59 N.C. 196 | N.C. | 1861

The object of the bill is to obtain compensation for improvements, which the plaintiff alleges that he made upon a certain parcel of land, which the defendant had agreed by parol to convey to him. A prayer for specific performance is, indeed, contained in the bill, but the plaintiff, anticipating that such relief could not be had, relies altogether upon the secondary equity for which he sets up a claim. Were the contract which he states admitted by the defendant, but repudiated because of its being by parol, his claim for compensation on account of the value which he added to the land by his improvements, would be clear, as has been long since settled by the leading case of Albea v.Griffin, 22 N.C. 9. But the answer denies the contract as set out in the bill, and alleges one which he avers he was willing to have executed, had he not been prevented from doing so by the misconduct of the plaintiff himself. Under these circumstances Dunn v. Moore, 38 N.C. 364, is a direct authority against the claim of the plaintiff to any relief at all. In that case it was decided that part performance, as by paying part of the purchase money, and entering into possession and making improvements, will not take the case out of the statute; but when there is such part performance, if the defendant admit the contract as stated by the plaintiff, and also the part performance, but relies on the statute of frauds, the Court will order an account and decree a compensation to the plaintiff for his payments, and for the value which his expenditures have added to the land; but if the contract be denied, the (198) Court can not grant any relief, because it can not go into proof of a contract variant from that which is stated in the answer. The principle thus stated we approve, and it is decisive of the present case against the plaintiff.
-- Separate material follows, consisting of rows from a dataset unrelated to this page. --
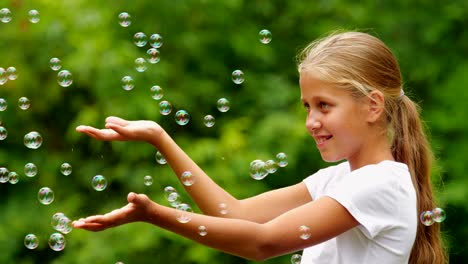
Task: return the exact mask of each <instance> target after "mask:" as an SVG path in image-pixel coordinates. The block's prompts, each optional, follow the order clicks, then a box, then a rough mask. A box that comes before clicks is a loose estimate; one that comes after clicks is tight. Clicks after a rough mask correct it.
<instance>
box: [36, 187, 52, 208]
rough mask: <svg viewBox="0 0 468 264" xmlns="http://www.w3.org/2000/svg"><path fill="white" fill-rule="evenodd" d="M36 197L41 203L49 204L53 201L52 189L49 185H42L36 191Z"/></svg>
mask: <svg viewBox="0 0 468 264" xmlns="http://www.w3.org/2000/svg"><path fill="white" fill-rule="evenodd" d="M37 199H38V200H39V202H40V203H41V204H44V205H49V204H51V203H52V202H53V201H54V191H52V189H50V188H49V187H42V188H41V189H39V192H37Z"/></svg>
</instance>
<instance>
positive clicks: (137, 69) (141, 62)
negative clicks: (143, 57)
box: [135, 58, 148, 72]
mask: <svg viewBox="0 0 468 264" xmlns="http://www.w3.org/2000/svg"><path fill="white" fill-rule="evenodd" d="M147 68H148V67H147V66H146V60H145V59H143V58H136V59H135V69H136V70H137V72H144V71H146V69H147Z"/></svg>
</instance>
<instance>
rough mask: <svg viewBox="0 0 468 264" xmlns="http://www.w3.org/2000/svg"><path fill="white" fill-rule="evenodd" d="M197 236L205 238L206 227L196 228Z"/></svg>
mask: <svg viewBox="0 0 468 264" xmlns="http://www.w3.org/2000/svg"><path fill="white" fill-rule="evenodd" d="M198 234H199V235H200V236H206V235H207V234H208V232H207V231H206V226H199V227H198Z"/></svg>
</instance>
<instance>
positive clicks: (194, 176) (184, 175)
mask: <svg viewBox="0 0 468 264" xmlns="http://www.w3.org/2000/svg"><path fill="white" fill-rule="evenodd" d="M180 181H181V182H182V184H183V185H185V186H192V185H193V184H194V183H195V176H193V174H192V173H191V172H190V171H184V172H182V174H181V175H180Z"/></svg>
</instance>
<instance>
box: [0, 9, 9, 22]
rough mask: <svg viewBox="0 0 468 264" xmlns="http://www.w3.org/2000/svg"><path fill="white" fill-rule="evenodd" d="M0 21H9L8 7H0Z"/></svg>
mask: <svg viewBox="0 0 468 264" xmlns="http://www.w3.org/2000/svg"><path fill="white" fill-rule="evenodd" d="M0 21H2V22H3V23H8V22H10V21H11V11H10V9H8V8H2V9H0Z"/></svg>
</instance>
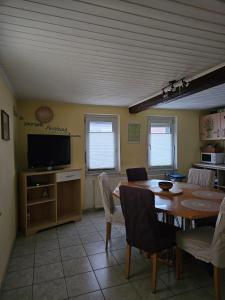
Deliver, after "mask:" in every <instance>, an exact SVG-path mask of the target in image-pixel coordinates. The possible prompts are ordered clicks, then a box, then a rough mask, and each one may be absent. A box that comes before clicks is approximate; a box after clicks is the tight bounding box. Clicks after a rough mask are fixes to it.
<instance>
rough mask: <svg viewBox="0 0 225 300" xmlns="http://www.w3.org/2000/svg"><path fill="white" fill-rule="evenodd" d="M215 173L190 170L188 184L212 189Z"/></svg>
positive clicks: (202, 169)
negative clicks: (207, 187)
mask: <svg viewBox="0 0 225 300" xmlns="http://www.w3.org/2000/svg"><path fill="white" fill-rule="evenodd" d="M214 180H215V172H214V171H212V170H206V169H195V168H191V169H190V170H189V173H188V181H187V182H188V183H191V184H197V185H200V186H202V187H213V186H214Z"/></svg>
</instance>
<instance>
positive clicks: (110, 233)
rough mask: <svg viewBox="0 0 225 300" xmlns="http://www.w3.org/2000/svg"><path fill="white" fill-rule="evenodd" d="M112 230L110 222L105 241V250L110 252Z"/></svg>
mask: <svg viewBox="0 0 225 300" xmlns="http://www.w3.org/2000/svg"><path fill="white" fill-rule="evenodd" d="M111 228H112V224H111V223H110V222H107V223H106V239H105V250H106V251H107V250H108V242H109V240H110V239H111Z"/></svg>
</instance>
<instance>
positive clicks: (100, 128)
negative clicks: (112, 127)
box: [89, 121, 112, 132]
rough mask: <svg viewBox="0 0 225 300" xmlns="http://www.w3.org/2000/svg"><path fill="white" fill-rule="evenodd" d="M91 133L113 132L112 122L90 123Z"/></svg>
mask: <svg viewBox="0 0 225 300" xmlns="http://www.w3.org/2000/svg"><path fill="white" fill-rule="evenodd" d="M89 132H112V122H105V121H104V122H103V121H90V126H89Z"/></svg>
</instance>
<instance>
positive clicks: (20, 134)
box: [17, 101, 199, 191]
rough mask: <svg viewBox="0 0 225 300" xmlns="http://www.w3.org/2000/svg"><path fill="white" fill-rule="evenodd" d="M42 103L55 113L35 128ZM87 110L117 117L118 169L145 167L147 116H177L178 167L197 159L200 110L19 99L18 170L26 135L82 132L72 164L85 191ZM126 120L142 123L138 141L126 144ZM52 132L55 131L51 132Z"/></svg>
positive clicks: (189, 166)
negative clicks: (49, 120) (43, 101)
mask: <svg viewBox="0 0 225 300" xmlns="http://www.w3.org/2000/svg"><path fill="white" fill-rule="evenodd" d="M42 105H47V106H49V107H50V108H51V109H52V110H53V112H54V119H53V120H52V122H50V123H49V124H47V125H45V126H43V127H39V126H38V127H35V124H33V125H32V124H29V126H25V124H28V123H27V122H30V123H32V122H34V123H35V122H36V123H37V121H36V119H35V111H36V109H37V108H38V107H40V106H42ZM87 113H96V114H117V115H119V116H120V150H121V151H120V155H121V172H122V173H124V172H125V170H126V168H128V167H135V166H146V167H147V120H148V116H150V115H163V116H167V115H168V116H176V117H177V125H178V133H177V142H178V169H179V171H180V172H182V173H187V170H188V169H189V167H190V166H191V163H192V162H195V161H198V160H199V130H198V126H199V112H196V111H179V110H156V109H154V110H153V109H151V110H147V111H144V112H142V113H139V114H135V115H131V114H129V112H128V109H127V108H124V107H109V106H90V105H88V106H87V105H77V104H65V103H57V102H32V101H20V102H19V103H18V114H19V116H20V118H21V120H20V121H19V143H18V145H17V157H18V166H19V169H20V170H23V169H25V168H26V167H27V162H26V147H27V144H26V135H27V134H28V133H50V131H49V130H46V129H45V128H46V126H51V127H60V128H67V129H68V131H69V132H70V133H71V134H72V135H81V138H72V167H76V168H81V169H82V170H83V175H82V178H83V180H82V185H83V186H82V187H83V188H82V191H83V190H84V175H85V171H84V169H85V160H84V158H85V124H84V116H85V114H87ZM128 122H139V123H141V143H140V144H128V143H127V126H128ZM52 133H54V131H53V132H52Z"/></svg>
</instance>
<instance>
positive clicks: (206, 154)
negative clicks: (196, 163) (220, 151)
mask: <svg viewBox="0 0 225 300" xmlns="http://www.w3.org/2000/svg"><path fill="white" fill-rule="evenodd" d="M201 162H203V163H208V164H223V163H224V153H204V152H202V153H201Z"/></svg>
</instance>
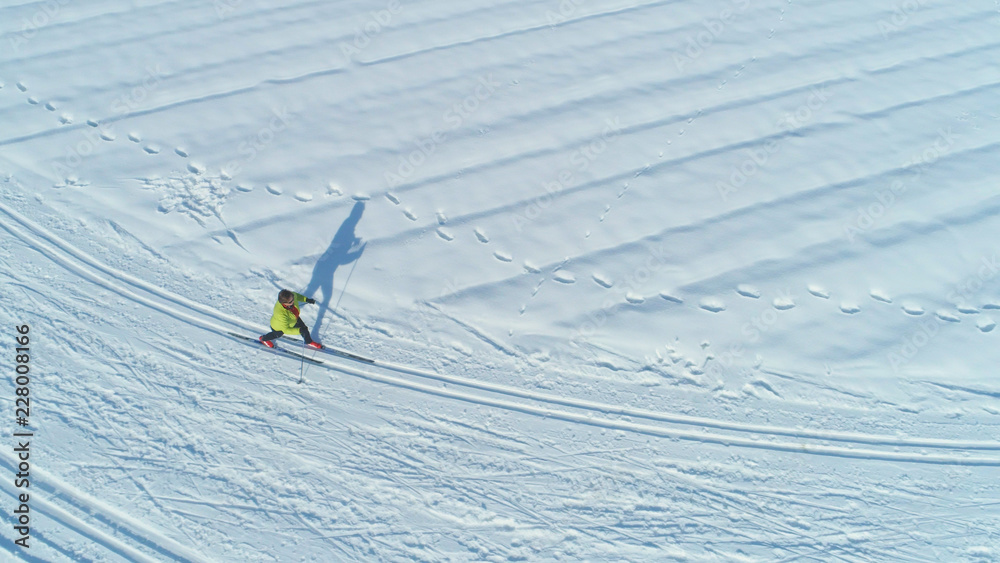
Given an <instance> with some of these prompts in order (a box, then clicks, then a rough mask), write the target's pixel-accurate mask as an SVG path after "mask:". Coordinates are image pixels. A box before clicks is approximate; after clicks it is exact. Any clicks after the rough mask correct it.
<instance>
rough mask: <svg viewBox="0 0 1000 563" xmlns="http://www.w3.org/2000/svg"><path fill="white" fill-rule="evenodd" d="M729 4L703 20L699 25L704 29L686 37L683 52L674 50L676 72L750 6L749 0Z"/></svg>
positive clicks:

Our attention has been called to the cases of Thomas v. Kyles,53 N.C. 302, and Love v. Neilson, Ibid., 339, decided at the Morganton Term, 1854, which are supposed to be in opposition to the principle *159 extracted from Dunn v. Moore. The first would seem to be so, but the part of the case which relates to the present question was comparatively an unimportant one in the cause, and was manifestly not much considered, either by the counsel or the Court. Besides, it does not appear from the report that the alleged contract of purchase for the five acres of land was denied in the answer, it being only stated that "it was not admitted," which, as the main dispute was upon another point, may have meant that the answer had not noticed the allegation of the contract. However this may be, we can not give the case the effect of overruling, or essentially modifying, that of Dunn v. Moore. The other case of Love v. Neilson came before the Court upon the plea of the statute of frauds in bar of the plaintiff's claim for the specific performance of a parol contract for the purchase of one-half of a mill. The plea was sustained, but the Court said that the plaintiff might have relief for his expenditures in improving the mill-site of the defendant, and to that end remanded the cause to the Court below in order that the defendant might there file his answer. As it could not be known whether the answer would admit or deny the contract set forth by the plaintiff, it was manifest that the decision of the Court is not necessarily opposed to the principle adjudicated in Dunn v. Moore, supra.

PER CURIAM. Bill dismissed with costs.

Cited: Bonham v. Craig, 80 N.C. 231; McCracken v. McCracken, 88 N.C. 275,285; Luton v. Badham, 127 N.C. 98, 106.